Talk:Huffman Compression

From ModdingWiki
Jump to navigation Jump to search

Constructing an optimal tree

Wikipedia documents a different way to construct an optimal tree: Sort the list of elements by frequency. Remove the two elements with the lowest frequency from the list. Create a new tree for these two elements, add the frequencies together and put the tree back in the sorted list of elements. Repeat until you have 1 element in the list. Following this algorithm, I've constructed the following tree for the "She sells seashells by the sea shore." example:

      __[Root]_____
     /             \
  ___|__         ___|___
 /      \     __/_      \
/ \    / \   /    \      s
e _   / \ h  l  /   \
     / \ a     / \ / \
    / \ S      y . r t
    b o

's' takes 2 bits to store, 'e', '_', 'h' an 'l' take 3 bits, 'a' 4 bits, 'S', 'y', '.', 'r' and 't' 5 bits, and 'b' and 'o' take 6 bits. "She sells seashells by the sea shore." takes 122 bits to store. Using the tree on this page it takes 124 bits. So my tree is more "optimal" or is there something wrong with my calculations? Frenkel (talk) 11:13, 10 September 2021 (GMT)

That honestly seems more like a question for a place like StackOverflow or Xentax. Not sure we got many lzw/huffman experts here. I personally never managed to wrap my head around it. -Nyerguds (talk) 11:23, 15 September 2021 (GMT)
Huffman is actually pretty easy, once you've written your own decompressor and compressor. :) Frenkel (talk) 10:42, 17 September 2021 (GMT)
I don't fully understand the description of either process for creating the tree, but it's clear that having the most common character take up one less bit is going to produce a more optimal output, unless all the other characters have a similar frequency (i.e. cutting one bit from character A won't help if characters B and C each require one extra bit, and the total number of B + C characters is more than A.) So possibly you are seeing a more optimal tree because one character is much more frequent than any other?
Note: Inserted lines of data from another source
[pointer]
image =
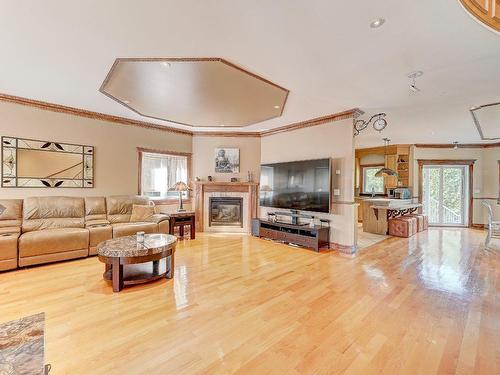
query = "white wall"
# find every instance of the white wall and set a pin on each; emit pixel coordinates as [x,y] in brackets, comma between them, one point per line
[332,140]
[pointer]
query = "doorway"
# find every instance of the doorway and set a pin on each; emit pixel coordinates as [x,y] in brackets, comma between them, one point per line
[445,192]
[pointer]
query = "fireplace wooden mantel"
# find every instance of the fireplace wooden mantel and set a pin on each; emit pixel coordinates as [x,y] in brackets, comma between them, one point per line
[202,187]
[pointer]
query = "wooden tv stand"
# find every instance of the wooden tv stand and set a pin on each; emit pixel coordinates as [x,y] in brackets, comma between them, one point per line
[312,237]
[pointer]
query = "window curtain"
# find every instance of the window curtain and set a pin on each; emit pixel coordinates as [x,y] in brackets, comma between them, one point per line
[160,172]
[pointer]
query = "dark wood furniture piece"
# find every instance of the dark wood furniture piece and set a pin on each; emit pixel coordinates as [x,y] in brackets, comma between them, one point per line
[312,237]
[180,219]
[142,259]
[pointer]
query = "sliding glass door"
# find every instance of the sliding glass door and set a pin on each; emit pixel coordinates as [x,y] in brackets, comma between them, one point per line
[445,192]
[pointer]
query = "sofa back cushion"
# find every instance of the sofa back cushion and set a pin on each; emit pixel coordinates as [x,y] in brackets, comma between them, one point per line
[95,208]
[53,212]
[12,216]
[141,213]
[119,207]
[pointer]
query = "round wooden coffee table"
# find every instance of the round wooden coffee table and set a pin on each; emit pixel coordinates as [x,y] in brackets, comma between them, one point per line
[143,261]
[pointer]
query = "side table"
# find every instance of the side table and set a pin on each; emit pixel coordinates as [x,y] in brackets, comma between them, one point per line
[180,219]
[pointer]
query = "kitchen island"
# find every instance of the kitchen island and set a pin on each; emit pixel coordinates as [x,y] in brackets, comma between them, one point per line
[378,211]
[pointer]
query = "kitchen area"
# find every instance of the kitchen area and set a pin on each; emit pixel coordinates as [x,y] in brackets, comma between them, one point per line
[383,190]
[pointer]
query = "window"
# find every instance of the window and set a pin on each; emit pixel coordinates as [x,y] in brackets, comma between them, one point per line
[370,182]
[159,171]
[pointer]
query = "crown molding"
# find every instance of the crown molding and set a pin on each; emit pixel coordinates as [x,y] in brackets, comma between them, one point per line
[352,113]
[227,134]
[464,145]
[88,114]
[52,107]
[183,59]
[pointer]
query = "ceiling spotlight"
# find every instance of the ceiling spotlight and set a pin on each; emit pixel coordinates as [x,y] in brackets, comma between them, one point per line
[413,80]
[376,23]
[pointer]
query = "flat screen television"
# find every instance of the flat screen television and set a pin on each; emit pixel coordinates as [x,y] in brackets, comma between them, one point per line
[298,185]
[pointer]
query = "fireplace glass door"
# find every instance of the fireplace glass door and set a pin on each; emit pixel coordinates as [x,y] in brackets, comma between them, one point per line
[226,211]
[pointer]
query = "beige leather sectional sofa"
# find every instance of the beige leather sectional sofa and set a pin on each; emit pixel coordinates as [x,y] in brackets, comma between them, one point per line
[40,230]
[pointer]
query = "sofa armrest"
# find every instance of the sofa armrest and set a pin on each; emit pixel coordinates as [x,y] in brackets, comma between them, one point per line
[158,218]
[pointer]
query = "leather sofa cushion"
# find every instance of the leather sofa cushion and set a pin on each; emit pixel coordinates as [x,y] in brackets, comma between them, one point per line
[8,246]
[142,212]
[98,235]
[96,223]
[119,207]
[95,208]
[50,241]
[13,213]
[128,229]
[53,212]
[9,230]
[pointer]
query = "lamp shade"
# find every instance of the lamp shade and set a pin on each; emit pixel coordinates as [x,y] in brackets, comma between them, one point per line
[386,172]
[180,186]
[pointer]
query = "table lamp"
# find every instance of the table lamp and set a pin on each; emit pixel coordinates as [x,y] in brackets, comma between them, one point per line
[180,187]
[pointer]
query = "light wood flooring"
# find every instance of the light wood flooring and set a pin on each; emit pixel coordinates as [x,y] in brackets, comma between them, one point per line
[240,305]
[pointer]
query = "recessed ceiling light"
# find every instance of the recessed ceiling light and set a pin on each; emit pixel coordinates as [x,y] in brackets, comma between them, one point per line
[376,23]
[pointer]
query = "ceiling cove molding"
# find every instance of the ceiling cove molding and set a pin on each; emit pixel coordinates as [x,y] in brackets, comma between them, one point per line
[352,113]
[464,145]
[226,134]
[486,12]
[87,114]
[119,60]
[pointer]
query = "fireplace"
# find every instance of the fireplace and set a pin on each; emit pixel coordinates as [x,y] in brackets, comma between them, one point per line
[225,211]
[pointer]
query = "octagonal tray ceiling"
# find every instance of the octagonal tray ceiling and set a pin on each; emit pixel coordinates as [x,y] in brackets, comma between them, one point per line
[205,92]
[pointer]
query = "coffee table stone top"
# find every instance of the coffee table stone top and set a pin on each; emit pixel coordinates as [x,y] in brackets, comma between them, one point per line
[128,246]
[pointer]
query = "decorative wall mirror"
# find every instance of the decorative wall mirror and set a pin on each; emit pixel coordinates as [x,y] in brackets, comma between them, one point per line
[33,163]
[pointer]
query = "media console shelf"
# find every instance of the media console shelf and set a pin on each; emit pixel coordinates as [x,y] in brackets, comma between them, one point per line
[312,237]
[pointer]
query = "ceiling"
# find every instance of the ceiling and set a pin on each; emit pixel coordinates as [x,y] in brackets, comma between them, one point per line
[324,52]
[206,92]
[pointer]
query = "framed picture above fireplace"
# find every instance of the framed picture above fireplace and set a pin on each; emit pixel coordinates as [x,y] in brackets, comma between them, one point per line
[227,160]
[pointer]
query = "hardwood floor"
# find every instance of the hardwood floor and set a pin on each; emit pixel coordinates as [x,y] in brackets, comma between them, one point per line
[240,305]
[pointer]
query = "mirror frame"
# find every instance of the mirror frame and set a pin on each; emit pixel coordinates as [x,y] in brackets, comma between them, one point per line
[10,178]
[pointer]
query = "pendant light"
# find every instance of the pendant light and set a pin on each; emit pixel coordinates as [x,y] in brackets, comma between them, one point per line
[386,171]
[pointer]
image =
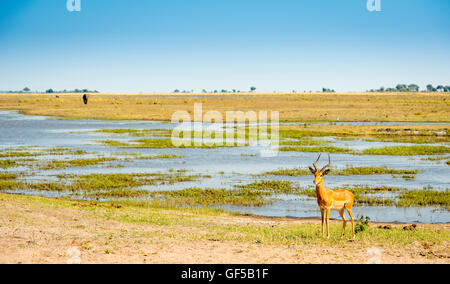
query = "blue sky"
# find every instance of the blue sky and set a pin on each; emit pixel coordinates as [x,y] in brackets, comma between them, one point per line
[282,45]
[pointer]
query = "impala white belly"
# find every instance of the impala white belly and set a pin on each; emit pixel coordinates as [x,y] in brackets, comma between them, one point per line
[337,205]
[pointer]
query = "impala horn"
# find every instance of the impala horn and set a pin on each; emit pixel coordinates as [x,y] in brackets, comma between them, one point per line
[314,165]
[327,165]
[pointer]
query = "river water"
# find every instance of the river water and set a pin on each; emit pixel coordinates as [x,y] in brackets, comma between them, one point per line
[228,166]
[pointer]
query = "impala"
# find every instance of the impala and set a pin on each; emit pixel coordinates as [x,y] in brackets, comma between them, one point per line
[328,199]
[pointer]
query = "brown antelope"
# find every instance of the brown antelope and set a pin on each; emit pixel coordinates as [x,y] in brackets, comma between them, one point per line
[328,199]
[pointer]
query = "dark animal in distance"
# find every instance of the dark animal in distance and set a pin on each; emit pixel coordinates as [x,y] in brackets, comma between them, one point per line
[85,99]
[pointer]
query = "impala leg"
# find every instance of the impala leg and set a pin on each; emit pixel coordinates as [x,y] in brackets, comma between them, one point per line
[323,220]
[353,221]
[328,223]
[342,213]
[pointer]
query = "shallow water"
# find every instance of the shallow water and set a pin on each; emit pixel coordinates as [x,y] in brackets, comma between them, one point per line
[227,166]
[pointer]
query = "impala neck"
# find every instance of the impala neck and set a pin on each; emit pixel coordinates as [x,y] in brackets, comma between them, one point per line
[320,189]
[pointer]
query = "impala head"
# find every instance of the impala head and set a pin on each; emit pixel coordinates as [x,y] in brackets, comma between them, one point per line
[319,174]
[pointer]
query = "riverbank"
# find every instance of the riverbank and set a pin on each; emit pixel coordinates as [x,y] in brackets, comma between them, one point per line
[302,107]
[49,230]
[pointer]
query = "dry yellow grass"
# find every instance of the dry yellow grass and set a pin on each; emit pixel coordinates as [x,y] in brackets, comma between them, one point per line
[413,107]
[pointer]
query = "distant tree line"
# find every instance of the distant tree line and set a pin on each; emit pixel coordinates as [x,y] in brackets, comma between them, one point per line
[413,88]
[50,91]
[252,89]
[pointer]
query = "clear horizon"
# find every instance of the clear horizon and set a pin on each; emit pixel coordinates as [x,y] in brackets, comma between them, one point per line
[159,46]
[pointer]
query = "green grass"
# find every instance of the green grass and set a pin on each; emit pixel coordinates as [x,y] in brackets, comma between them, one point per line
[7,176]
[17,154]
[342,172]
[318,149]
[61,164]
[303,142]
[150,144]
[137,133]
[425,197]
[407,150]
[104,183]
[8,163]
[272,187]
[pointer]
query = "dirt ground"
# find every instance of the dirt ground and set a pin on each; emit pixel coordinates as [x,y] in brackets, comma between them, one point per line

But either way I'd encourage you to add your method to the page, even if it's included as an alternative to what's there. -- Malvineous (talk) 08:45, 6 October 2021 (GMT)
Honestly I'm not surprised people can still optimise these old compression schemes. Even on something as straightforward as RLE I managed to make a few simple logical tweaks that resulted in my compression code giving smaller results than the original files on absolutely every RLE-using game I found so far. I mean, the real test is simply to recompress game files, and see if 1) they end up smaller and 2) the game can still read it. -Nyerguds (talk) 09:10, 6 October 2021 (GMT)